Knock Down - By Dick Francis

1

Mrs Kerry Sanders looked like no Angel of Death.

Mrs Kerry Sanders looked like a rich cross American lady opening a transparent umbrella against a spatter of cold rain.

‘This,’ she said in disbelief, ‘Is Ascot goddam Sales?’

She was small and exquisitely packaged in suede with mink trimmings. Her skin put peaches to rout and her scent easily prevailed over British October weather and a hundred nearby horses. With forty years behind her she wore assurance as naturally as diamonds; and she wore diamonds like crusty knuckle-dusters across the base of all her fingers.

‘Ascot?’ she said, her voice brimming with overtones of silk hats, champagne and Royal Lawns, ‘This depressing dump?’

‘I did try to warn you,’ I said with mild apology.

She gave me a sharp unfriendly glance. ‘You didn’t say it was like something out of Dickens.’

I looked across at the primitive sale ring: eight metres in diameter, open to the skies. A patch of rough field grass in the centre encircled by an asphalt path for the horses to walk on, and surrounding that, for the comfort of the customers, an elementary wooden shelter, backed and roofed with planks.

Plans for a bright new tomorrow were already past the drawing board stage, but on that day the future warm brick building with civilised armchairs was still a twinkle in the architect’s eye. The only available seating was a six inch wide wooden shelf running round the inside wall of the shelter at hip height, upon which few people ever rested for long owing to the local numbness it induced.

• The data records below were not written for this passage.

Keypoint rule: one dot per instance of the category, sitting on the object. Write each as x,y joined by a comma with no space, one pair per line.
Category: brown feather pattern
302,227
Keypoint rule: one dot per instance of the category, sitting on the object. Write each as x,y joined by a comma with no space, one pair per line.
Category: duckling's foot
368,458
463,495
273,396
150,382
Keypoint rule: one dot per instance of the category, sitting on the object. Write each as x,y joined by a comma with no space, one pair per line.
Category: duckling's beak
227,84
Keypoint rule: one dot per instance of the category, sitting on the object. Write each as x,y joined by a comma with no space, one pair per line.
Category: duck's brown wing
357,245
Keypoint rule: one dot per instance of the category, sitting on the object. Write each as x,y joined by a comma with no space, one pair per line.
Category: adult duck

Throughout the sale ring’s wooden O the wind whistled with enthusiasm, but it was just possible when it was raining to find dry patches if you beat everyone else to them first.

‘It used to be worse,’ I said.

‘Impossible.’

‘There used to be no shelter at all.’

She diagnosed the amusement in my voice and if anything it made her more annoyed.

‘It’s all very well for you. You’re used to a rough life.’

‘Yes… Well,’ I said. ‘Do you want to see this horse?’

‘Now that I’m here,’ she said grudgingly.

To one side of the sale ring, and built to a specification as Upstairs as the wooden circle was Downstairs, was a magnificent turn of the century stable yard, paved and tidy, with rows of neat-doored boxes round a spacious quadrangle. There was intricate stone carving on the arches into the yard, and charming little ventilation turrets along the roofs, and Mrs Kerry Sanders began to look more secure about the whole excursion.

The horses stabled in these prime quarters were in general those offered for sale last on the programme. Unfortunately the horse she had insisted on inspecting before I bought it for her came earlier and with a small sigh I wheeled her round in the opposite direction.

Thunder clouds immediately gathered again in the blue-green eyes, and two vertical lines appeared sharply between her eyebrows. Before her lay an expanse of scrubby wet grass with rows of functional black wooden stabling on the far side. The rain fell suddenly more heavily on the shiny umbrella, and the fine-grained leather of her boots was staining dark and muddy round the edges.

‘It’s too much,’ she said.

I simply waited. She was there by her own choice, and I had used absolutely no pressure for or against.

‘I guess I can see it in the ring,’ she said, which was no way to buy a horse. ‘How long before they sell it?’

‘About an hour.’

‘Then let’s get out of this goddam rain.’

The alternative to the open air was the moderately new wooden building housing coffee urns at one end and a bar at the other. The Sanders nose wrinkled automatically at the press of damp humanity within, and I noticed, as one does when seeing through the eyes of visitors, that the board floor was scattered more liberally than usual with discarded plastic drinking cups and the wrappers from the sandwiches.

‘Gin,’ Kerry Sanders said belligerently without waiting to be asked.

I gave her a brief meant-to-be-encouraging smile and joined the scrum to the bar. Someone slopped beer down my sleeve and the man in front of me bought five assorted drinks and argued about his change: there had to be better ways, I thought resignedly, of passing Wednesday afternoons.

‘Jonah,’ said a voice in my ear. ‘Not like you, chum, to chase the booze.’

I glanced back to where Kerry Sanders sat at a small table looking disgusted. The other eyes at my shoulder followed in her direction and the voice chuckled lewdly. ‘Some lay,’ he said.